Tentunya ada kriteria yang harus dipenuhi dalam ruang pameran agar terpenuhinya ruang pameran yang ideal.
penempatan denah ruang. Denah harus ditempatkan diluar ruangan agar pengunjung mengetahui terlebih dahulu arah yang akan ditempuhnya. Kemudian jangan lupa setiap sudut atau persimpangan sebaiknya ada tanda anak panah dan keterangan agar pengunjung dapat menentukan tujuan yang akan ditempuhnya dalam ruang pameran.

Posisi tempat duduk. Jika dalam ruang ada tempat duduknya maka diatus sedemikian rupa jangan sampai menutupi ruas jalan pengunjung. Dan jangan terlalu disebar di tengah ruang pameran, sebab dapat memberikan kesan sempit.

Posisi panel atau sketsel. Penataan panel biasanya dipasang ditengah ruang pameran, tujuannya adalah agar papan panel ini bisa digunakan bolak balik, jadi sisi yang satu juga bisa untuk memajang karya dan sisi sebaliknya juga bisa dipakai untuk memajang karya. Untuk efisien tempat.

Memperhatikan display. Display bisa kita artikan tampilan ruang yang indah. dalam hal ini tidak lepas dari penerangan yang cukup, namun perlu diingat bahwa penerangan yang cukup bukan berarti penerangan yang banyak atau bahkan berlebihan. Penerangan yang cukup adalah, setiap karya harus ada penerangannya dengan spotlight. Kemudian untuk penerangan ruang pamerannya dibuat redup. Tujuannya agar karya terlihat jelas tapi tidak silau dan jika dinikmati karyanya, tidak merusak pandangan mata.

Penataan hasil Karya

Penataan hasil karya merupakan perkerjaan yang harus diikuti dengan penuh kehati-hatian. Butuh orang yang profesional dibidang dekorasi. Menata karya juga harus memperhatikan :

  • jarak pandang, jika karya yang kecil diletakkan pada papan panel namun posisinya terlalu tinggi, maka ini adalah salah satu kesalahan penataan karya. Jadi untuk karya yang ukurannya lebih kecil bisa ditata pas sesuai tinggi pandang mata pengunjung.  Untuk karya yang besar bisa dipasang agak miring kebawah, tujuannya agar pengunjung dapat menikamati karya secara keseluruhan, cukup dengan sedkit mendongak.

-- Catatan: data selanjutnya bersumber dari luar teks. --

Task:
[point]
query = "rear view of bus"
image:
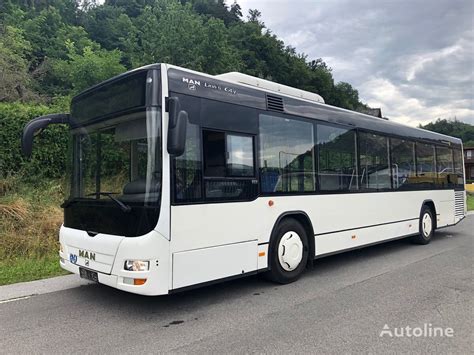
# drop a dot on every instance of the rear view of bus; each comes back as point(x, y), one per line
point(179, 179)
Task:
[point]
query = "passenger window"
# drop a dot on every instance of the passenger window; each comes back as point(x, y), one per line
point(459, 168)
point(286, 155)
point(240, 155)
point(214, 153)
point(337, 159)
point(188, 171)
point(425, 165)
point(229, 172)
point(444, 167)
point(373, 155)
point(403, 163)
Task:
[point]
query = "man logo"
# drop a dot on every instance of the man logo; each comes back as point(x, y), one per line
point(73, 258)
point(87, 255)
point(192, 84)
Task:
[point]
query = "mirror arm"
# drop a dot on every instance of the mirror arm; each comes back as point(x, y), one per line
point(37, 124)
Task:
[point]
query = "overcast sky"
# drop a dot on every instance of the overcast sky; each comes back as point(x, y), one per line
point(414, 59)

  • Yang tidak kalah pentingya adalah jenis karya, pengelempokokan karya juga menjadi tugas seksi dekorasi. Disini karya dikelompokkan berdasarkan jenisnya, untuk karya senirupa atau kerajinan tangan (seni kriya). Harus dibedakan ruangnya. Jangan sampai campur aduk.

Evaluasi

Evaluasi menjadi kegiatan pamungkas dalam pelaksanaan pameran, sebab dengan evaluasi maka pameran yang akan datang tentunya lebih baik dari pameran-pameran yang telah lalu. Materi evaluasi adalah mulai dari perencanaan, persiapan sampai pada pelaksanaan. Artinya harus diperhatikan mulai dari pembentukan panitia, Kinerja panitia, sampai keluar masuknya keuangan. Mengenai keuangan yang minus setelah kegiatan akan menjadi pengalaman berharga, mungkin target tidak sesuai perencanaan, pengeluaran membengkak karena suatu hal yang tak terduga. Problem semacam ini kerap terjadi, dengan demikian antisipasi dengan menyiapkan dana cadangan akan menjadi solusi tepat dalam kasus ini.

Demikianlah beberapa hal yang harus diperhatikan dalam pelaksanaan pameran. Semoga artikel ini bisa membantu dan menjadi referensi para siswa untuk belajar seni budaya.